Microbes are central to life on Earth, but their biodiversity is threatened by anthropogenic activities. Can international efforts in conservation and restoration curb this incalculable loss?

Author: Vilhelmiina Haavisto. Vilhelmiina is a freelance science writer and PhD student at ETH Zürich in Switzerland, where she works with marine microbial communities.

You would be hard-pressed to find an ecosystem on Earth uninhabited by microbes. From cycling essential elements to helping us digest our food and producing important industrial compounds, the services that microscopic organisms provide to all of Earth’s inhabitants is staggering in its scale and complexity.
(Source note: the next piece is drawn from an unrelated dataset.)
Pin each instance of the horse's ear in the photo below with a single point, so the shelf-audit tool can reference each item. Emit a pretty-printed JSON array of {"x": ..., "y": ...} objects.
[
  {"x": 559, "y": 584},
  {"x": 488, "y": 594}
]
Putting numbers on the world’s microbial diversity is difficult, as the very definition of a microbial “species” is fraught with disagreement in the scientific community. They are capable of an incredibly vast variety of lifestyles and can rapidly evolve to occupy new niches, making them a rich and diverse group of organisms.  

However, much like the biodiversity of larger organisms that we hear so much about, microbial biodiversity is also on the decline worldwide. The threats are familiar, and anthropogenic – climate change, urbanization, and changes in land use, among many others. The threats extend to virtually all microbial ecosystems — soils, animal-associated microbiomes, and even fermented foods, to name a few — and are leading to homogenization of the microbial biodiversity pool, the loss of what makes different locations around the world microbiologically special.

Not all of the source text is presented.